Page 49 of Cyclops


  Her rose quartz pedestal sat atop a five-foot-high solid block of Brazilian rosewood. The missing heart had been replaced by one crafted out of crimson glass that almost matched the splendor of the original ruby.

  Throngs of people stared in wonder at the dazzling sight. A line stretched outside the gallery by the mall for nearly a quarter of a mile. La Dorada even surpassed the attendance record for the King Tut artifacts.

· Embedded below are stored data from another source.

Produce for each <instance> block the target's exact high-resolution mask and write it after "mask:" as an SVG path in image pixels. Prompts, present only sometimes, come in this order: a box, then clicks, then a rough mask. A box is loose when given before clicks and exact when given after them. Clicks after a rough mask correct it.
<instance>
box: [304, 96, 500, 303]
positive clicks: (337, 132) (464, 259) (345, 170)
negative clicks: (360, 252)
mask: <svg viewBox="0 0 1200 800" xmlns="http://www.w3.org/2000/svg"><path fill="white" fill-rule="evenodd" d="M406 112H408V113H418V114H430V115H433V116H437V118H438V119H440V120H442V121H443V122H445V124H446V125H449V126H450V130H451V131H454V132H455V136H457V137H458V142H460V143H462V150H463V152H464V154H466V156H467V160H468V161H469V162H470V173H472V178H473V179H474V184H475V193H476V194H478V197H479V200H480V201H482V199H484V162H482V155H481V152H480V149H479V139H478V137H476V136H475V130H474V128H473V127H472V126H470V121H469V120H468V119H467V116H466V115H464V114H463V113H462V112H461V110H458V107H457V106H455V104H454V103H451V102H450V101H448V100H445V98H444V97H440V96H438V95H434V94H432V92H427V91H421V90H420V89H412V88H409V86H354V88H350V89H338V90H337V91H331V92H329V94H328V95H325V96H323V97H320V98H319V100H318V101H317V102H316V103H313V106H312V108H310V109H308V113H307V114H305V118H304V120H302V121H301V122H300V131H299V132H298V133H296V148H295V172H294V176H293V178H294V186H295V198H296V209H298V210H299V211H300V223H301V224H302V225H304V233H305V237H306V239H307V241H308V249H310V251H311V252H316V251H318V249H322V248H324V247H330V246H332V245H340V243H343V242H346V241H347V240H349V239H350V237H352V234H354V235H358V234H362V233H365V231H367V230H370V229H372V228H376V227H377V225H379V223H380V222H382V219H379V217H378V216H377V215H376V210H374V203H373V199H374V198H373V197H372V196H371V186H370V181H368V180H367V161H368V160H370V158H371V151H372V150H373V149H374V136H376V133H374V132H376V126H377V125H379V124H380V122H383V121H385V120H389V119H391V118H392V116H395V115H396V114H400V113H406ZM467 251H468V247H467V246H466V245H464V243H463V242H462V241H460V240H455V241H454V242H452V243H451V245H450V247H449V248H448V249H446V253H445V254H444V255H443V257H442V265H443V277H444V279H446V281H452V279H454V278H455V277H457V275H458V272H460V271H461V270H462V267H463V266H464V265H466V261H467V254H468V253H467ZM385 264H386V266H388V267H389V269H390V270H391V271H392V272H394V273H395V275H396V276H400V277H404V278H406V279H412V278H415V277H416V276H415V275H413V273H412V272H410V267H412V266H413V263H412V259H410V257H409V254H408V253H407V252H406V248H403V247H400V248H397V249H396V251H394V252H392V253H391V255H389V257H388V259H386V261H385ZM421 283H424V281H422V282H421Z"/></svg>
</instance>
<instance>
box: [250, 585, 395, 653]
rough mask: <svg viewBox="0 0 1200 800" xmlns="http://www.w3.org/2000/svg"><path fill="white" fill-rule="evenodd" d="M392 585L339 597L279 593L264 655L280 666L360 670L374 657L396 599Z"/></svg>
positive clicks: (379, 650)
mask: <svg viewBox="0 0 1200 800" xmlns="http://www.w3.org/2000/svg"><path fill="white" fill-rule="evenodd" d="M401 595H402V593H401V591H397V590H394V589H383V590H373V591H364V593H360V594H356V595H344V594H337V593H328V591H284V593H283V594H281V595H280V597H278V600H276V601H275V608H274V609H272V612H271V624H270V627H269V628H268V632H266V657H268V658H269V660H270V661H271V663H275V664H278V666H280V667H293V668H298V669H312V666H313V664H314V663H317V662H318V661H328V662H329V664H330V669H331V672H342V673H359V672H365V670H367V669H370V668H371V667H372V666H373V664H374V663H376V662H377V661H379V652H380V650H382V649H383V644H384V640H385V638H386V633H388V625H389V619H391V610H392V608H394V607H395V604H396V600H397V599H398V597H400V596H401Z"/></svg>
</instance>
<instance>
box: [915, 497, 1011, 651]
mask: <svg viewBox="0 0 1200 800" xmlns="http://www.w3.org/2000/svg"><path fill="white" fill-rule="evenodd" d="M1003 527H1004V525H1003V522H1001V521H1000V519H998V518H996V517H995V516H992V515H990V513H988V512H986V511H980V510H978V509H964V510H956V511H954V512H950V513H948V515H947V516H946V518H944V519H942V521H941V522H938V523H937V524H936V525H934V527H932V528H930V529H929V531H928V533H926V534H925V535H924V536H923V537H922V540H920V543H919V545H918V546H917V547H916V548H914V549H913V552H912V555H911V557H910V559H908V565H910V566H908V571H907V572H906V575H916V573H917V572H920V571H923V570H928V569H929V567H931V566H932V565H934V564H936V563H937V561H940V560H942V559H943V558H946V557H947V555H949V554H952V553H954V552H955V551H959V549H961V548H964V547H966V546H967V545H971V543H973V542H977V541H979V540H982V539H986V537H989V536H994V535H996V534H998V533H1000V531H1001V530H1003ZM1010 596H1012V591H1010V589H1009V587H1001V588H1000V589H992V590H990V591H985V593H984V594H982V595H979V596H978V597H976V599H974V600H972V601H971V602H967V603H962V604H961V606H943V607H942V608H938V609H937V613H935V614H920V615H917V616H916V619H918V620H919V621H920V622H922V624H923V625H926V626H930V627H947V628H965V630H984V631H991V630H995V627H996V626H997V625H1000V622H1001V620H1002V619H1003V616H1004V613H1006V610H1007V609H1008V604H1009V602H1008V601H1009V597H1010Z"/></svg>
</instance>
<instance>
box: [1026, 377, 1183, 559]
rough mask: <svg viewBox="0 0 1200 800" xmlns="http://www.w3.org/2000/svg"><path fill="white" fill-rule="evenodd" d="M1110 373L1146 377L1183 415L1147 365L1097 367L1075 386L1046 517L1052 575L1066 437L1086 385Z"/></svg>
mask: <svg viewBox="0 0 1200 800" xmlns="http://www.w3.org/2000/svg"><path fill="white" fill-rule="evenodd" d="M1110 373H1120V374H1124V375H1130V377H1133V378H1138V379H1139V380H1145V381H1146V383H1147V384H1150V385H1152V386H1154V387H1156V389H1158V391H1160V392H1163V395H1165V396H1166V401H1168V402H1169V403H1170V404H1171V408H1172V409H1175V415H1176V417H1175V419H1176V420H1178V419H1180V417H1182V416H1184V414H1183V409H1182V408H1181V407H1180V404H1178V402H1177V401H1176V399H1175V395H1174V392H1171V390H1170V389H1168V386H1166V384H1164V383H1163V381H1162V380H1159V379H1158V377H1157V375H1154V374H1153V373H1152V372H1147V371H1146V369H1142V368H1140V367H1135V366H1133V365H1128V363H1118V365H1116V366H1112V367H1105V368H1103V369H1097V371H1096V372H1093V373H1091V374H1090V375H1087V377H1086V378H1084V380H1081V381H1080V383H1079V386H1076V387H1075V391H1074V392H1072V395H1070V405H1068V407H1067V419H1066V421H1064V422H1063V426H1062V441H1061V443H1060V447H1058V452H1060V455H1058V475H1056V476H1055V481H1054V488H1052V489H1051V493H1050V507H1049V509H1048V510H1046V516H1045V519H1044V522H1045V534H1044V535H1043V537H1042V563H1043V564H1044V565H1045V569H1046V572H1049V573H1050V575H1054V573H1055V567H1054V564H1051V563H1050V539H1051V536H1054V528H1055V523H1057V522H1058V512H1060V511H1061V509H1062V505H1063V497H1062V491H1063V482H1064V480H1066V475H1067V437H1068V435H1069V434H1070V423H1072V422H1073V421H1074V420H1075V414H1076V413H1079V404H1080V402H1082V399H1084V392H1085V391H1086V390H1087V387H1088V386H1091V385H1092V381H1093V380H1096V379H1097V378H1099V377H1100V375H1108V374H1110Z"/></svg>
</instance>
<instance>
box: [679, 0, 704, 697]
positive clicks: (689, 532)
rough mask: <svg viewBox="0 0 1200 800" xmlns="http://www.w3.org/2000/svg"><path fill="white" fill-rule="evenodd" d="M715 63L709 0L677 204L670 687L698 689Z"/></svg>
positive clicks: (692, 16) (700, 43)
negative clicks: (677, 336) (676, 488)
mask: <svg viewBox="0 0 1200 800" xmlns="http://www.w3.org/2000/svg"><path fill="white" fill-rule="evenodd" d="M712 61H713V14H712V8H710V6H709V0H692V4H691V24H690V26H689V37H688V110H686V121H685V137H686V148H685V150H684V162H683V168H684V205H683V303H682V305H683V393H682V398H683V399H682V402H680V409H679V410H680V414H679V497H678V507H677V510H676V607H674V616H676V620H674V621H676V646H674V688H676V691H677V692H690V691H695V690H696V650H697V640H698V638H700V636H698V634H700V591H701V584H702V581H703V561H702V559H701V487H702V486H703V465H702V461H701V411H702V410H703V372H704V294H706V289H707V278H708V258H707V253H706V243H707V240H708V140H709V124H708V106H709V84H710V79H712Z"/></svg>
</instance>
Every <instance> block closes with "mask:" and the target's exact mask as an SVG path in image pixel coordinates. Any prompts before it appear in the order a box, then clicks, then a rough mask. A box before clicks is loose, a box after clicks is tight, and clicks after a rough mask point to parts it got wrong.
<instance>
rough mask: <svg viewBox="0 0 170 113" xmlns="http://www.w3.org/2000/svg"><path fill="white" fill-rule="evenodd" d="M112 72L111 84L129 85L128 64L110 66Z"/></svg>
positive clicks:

  Every dignitary in the capital appeared to pay homage. The President and his wife escorted Hilda Kronberg-LeBaron to the preopening viewing. She sat in her wheelchair, a content old lady with sparkling eyes who smiled and smiled as the President honored the two men in her past with a short dedication speech. When he lifted her out of her chair so she could touch the statue, there wasn't a dry eye in the house.

  "Strange," Jessie murmured, "when you think about how it all began with the shipwreck of the Cyclops and ended on the shipwreck of the Maine."

  "Only for us," Pitt said distantly. "For her it began four hundred years ago in a Brazilian jungle."

  "Hard to imagine such a thing of beauty has caused so many deaths."

  He wasn't listening and didn't reply.

  She flashed a curious look at him. He was staring intently at the statue, his mind lost in another time, another place.

  "Rich the treasure, sweet the pleasure," she quoted.

  He slowly turned and looked at her, his eyes refocusing on the present. The spell was broken. "I'm sorry," he said.

  Jessie couldn't help smiling. "When are you going to give it a try?"

  "Try?"

  "Rush off to search for La Dorada's lost city?"

  "No need to rush," Pitt replied, suddenly laughing. "It's not going anywhere."